ICD-10 is really the heart of the matter. Earlier recommendations have asked doctors to encode corona death information using Pneumonia (J12.89) or Bronchitis (J20.8, J40) if positive test results are available, suffixed by B97.29 if authorized by the CDC to do so. We now appear to finally have the pneumonia encoded info thanks to NCHS. Hopefully govt will open source the bronchitis encoded reports too.
We don't know yet. These numbers are still preliminary, but it helps us to understand better the impact of the workarounds that doctors have needed to use, to tell the CDC it's COVID, when the software does not yet have a button for COVID.
The good news from the recent report (https://data.cdc.gov/NCHS/Provisional-Death-Counts-for-Coron...) is that overall mortality in America these past few months, has actually been lower than previous years.
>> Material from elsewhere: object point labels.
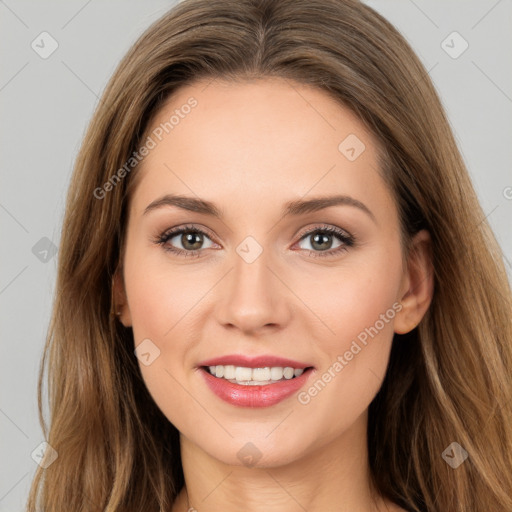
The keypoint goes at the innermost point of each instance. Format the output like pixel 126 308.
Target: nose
pixel 252 299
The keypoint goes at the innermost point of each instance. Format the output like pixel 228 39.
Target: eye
pixel 321 241
pixel 190 238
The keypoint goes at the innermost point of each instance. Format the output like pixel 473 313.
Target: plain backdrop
pixel 46 104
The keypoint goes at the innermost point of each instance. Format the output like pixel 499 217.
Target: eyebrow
pixel 294 208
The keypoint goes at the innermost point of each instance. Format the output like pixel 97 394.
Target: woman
pixel 207 351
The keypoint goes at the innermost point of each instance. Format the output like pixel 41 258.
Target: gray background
pixel 47 103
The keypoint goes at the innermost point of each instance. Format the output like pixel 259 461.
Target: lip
pixel 255 396
pixel 254 362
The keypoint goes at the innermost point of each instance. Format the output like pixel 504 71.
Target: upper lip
pixel 254 362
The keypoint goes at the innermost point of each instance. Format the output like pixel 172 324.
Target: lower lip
pixel 254 396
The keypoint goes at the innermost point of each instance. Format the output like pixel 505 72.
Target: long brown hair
pixel 449 380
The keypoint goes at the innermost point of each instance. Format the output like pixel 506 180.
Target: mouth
pixel 245 386
pixel 246 376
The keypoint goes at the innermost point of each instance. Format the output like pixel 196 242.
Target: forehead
pixel 257 142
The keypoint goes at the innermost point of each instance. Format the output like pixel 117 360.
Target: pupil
pixel 323 238
pixel 189 237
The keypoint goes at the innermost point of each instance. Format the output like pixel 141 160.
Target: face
pixel 320 286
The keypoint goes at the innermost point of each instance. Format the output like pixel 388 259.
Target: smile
pixel 252 387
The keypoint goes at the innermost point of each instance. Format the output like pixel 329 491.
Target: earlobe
pixel 418 289
pixel 119 305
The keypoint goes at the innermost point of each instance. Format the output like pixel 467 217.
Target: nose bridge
pixel 251 298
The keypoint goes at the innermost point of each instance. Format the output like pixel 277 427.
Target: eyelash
pixel 347 240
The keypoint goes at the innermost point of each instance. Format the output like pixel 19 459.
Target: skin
pixel 250 147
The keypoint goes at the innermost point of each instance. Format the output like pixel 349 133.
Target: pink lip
pixel 254 362
pixel 254 396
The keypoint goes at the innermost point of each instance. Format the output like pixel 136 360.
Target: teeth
pixel 254 376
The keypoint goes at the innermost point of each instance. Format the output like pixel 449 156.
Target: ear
pixel 417 287
pixel 120 303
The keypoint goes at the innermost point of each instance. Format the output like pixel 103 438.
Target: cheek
pixel 359 308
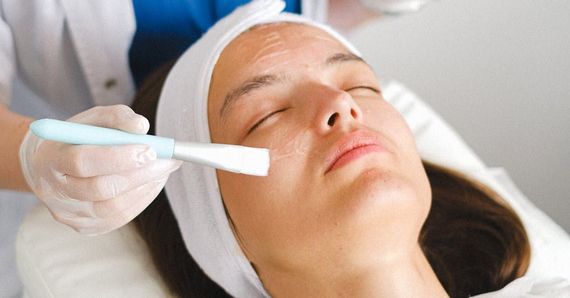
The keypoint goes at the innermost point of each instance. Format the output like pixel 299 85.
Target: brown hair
pixel 473 240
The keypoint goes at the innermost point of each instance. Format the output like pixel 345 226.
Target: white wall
pixel 499 72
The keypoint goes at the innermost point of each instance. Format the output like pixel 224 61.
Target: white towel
pixel 193 190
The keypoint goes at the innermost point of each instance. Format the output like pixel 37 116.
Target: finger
pixel 89 226
pixel 91 160
pixel 117 116
pixel 108 187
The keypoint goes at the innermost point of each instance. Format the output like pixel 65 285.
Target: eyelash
pixel 364 87
pixel 256 125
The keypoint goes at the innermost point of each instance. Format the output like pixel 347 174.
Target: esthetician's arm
pixel 13 128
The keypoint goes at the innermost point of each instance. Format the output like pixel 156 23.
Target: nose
pixel 334 109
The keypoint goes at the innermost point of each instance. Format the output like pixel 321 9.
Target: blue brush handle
pixel 83 134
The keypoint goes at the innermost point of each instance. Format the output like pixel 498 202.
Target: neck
pixel 410 276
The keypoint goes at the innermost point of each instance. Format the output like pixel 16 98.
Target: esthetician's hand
pixel 96 189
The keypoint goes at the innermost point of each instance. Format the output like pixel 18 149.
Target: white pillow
pixel 54 261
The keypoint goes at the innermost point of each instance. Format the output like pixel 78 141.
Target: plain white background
pixel 499 73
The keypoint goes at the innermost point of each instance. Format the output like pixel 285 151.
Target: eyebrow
pixel 262 81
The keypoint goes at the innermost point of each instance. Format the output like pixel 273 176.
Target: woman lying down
pixel 349 209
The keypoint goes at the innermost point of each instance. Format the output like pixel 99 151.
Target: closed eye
pixel 256 125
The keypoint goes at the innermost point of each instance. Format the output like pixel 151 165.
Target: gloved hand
pixel 96 189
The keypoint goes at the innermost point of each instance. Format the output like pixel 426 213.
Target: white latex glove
pixel 96 189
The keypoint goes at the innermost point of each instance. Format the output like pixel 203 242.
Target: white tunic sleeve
pixel 6 59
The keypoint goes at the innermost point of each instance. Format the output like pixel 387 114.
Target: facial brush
pixel 233 158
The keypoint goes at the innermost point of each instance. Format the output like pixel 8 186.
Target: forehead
pixel 263 47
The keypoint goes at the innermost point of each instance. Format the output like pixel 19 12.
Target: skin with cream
pixel 330 220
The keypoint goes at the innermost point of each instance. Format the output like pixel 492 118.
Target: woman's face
pixel 346 186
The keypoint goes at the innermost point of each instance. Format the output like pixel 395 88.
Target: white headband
pixel 182 114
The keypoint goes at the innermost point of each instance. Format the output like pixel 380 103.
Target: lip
pixel 351 147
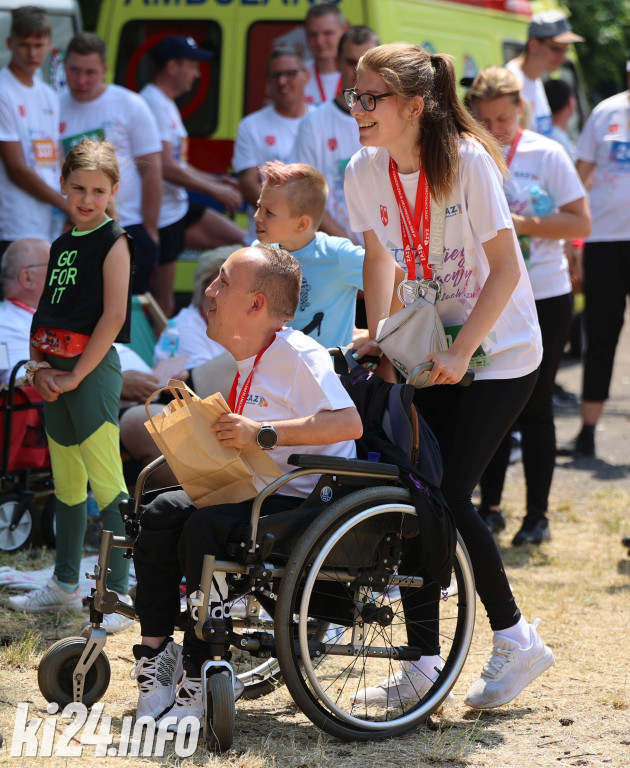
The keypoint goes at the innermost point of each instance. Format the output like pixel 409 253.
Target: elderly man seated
pixel 286 398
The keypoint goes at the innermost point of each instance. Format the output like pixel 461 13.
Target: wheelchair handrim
pixel 448 681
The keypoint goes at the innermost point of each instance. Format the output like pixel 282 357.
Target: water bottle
pixel 542 205
pixel 170 339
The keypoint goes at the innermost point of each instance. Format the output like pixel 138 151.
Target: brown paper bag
pixel 209 472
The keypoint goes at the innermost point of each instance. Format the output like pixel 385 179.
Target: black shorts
pixel 172 237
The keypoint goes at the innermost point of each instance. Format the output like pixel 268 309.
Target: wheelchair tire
pixel 219 715
pixel 355 554
pixel 57 666
pixel 19 537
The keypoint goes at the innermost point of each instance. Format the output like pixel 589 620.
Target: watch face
pixel 267 437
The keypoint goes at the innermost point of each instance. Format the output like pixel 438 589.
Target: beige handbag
pixel 208 471
pixel 410 334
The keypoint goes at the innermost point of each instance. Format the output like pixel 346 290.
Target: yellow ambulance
pixel 242 33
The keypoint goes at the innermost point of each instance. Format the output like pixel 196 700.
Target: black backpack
pixel 394 428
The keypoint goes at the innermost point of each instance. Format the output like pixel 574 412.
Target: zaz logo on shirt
pixel 258 400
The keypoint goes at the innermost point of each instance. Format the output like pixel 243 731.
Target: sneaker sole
pixel 545 661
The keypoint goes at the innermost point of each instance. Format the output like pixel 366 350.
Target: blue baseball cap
pixel 179 47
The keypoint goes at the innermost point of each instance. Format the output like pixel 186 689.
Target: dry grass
pixel 577 714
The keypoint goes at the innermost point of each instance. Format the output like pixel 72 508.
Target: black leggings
pixel 536 422
pixel 469 424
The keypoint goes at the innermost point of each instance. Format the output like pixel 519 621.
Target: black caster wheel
pixel 57 666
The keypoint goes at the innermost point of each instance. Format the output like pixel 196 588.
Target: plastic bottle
pixel 170 339
pixel 542 204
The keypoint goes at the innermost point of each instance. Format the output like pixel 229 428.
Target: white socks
pixel 519 633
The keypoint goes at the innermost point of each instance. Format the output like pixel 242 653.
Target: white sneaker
pixel 50 597
pixel 115 622
pixel 188 701
pixel 157 678
pixel 508 670
pixel 407 686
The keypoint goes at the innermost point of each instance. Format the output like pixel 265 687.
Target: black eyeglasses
pixel 368 100
pixel 290 74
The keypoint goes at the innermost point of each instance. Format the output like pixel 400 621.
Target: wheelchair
pixel 345 598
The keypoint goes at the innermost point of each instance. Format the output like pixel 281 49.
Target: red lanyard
pixel 513 146
pixel 22 305
pixel 237 406
pixel 411 226
pixel 320 85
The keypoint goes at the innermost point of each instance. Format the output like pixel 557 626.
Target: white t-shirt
pixel 329 84
pixel 476 210
pixel 605 141
pixel 15 336
pixel 264 135
pixel 193 340
pixel 534 92
pixel 171 129
pixel 327 139
pixel 541 161
pixel 294 379
pixel 29 115
pixel 122 117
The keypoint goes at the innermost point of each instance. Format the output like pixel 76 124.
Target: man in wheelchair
pixel 287 399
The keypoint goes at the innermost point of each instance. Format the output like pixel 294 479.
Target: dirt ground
pixel 578 584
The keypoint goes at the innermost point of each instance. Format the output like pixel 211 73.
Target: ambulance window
pixel 134 68
pixel 262 38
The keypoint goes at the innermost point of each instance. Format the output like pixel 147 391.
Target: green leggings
pixel 83 436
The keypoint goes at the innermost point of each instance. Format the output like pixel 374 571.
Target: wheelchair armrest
pixel 339 465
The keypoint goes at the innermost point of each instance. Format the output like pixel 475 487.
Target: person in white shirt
pixel 549 37
pixel 306 410
pixel 29 134
pixel 93 109
pixel 23 275
pixel 324 26
pixel 269 133
pixel 328 136
pixel 548 204
pixel 184 224
pixel 602 154
pixel 421 145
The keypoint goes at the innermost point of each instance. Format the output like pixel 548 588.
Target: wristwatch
pixel 267 437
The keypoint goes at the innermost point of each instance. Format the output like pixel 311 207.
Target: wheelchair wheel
pixel 219 716
pixel 357 567
pixel 57 666
pixel 19 537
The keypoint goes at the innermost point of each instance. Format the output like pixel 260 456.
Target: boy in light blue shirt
pixel 291 203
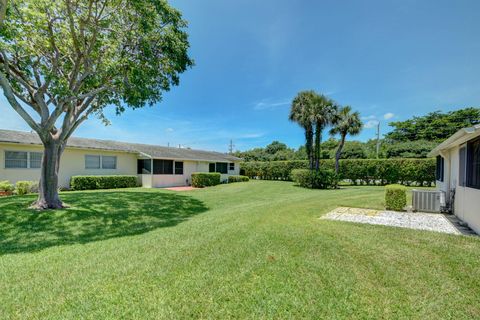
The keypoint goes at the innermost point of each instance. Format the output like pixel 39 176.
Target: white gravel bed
pixel 417 220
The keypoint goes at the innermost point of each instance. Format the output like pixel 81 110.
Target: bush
pixel 26 187
pixel 357 171
pixel 395 197
pixel 232 179
pixel 102 182
pixel 323 179
pixel 203 179
pixel 6 186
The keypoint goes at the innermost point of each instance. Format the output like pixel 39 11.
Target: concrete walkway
pixel 418 220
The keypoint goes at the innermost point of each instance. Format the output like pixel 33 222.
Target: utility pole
pixel 378 139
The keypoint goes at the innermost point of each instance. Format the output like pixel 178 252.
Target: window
pixel 162 166
pixel 92 162
pixel 462 173
pixel 473 164
pixel 440 168
pixel 144 166
pixel 211 167
pixel 16 159
pixel 222 167
pixel 109 162
pixel 178 167
pixel 36 160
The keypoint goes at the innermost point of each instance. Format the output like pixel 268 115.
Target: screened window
pixel 16 159
pixel 178 167
pixel 462 167
pixel 36 160
pixel 92 162
pixel 144 166
pixel 473 164
pixel 109 162
pixel 211 167
pixel 222 167
pixel 440 168
pixel 162 166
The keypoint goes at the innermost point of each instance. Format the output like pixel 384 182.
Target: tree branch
pixel 7 90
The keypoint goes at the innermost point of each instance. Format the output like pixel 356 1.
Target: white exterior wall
pixel 72 163
pixel 467 200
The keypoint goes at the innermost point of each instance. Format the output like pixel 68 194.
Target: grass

The bad news is that we should prepare for the possibilty that mortality for the new coronavirus specifically could turn out to be much worse than many non-official sources online have speculated, and that what's happening in NYC is happening in a lot more places too. Correcting for software workarounds and verifying good accurate data takes time.
> Before anyone goes collecting sewage samples, consider deriving your scaling factors from discrepencies in ICD-10 diagnostic encoding practices.
Did I understand correctly that there was two diagnostic codes for cause of death related to the coronavirus? One for "potentially related" to COVID-19, and one for "definitively caused by" COVID-19?
If so, how would this skew actual numbers reported by the WHO or CDC for cause of death?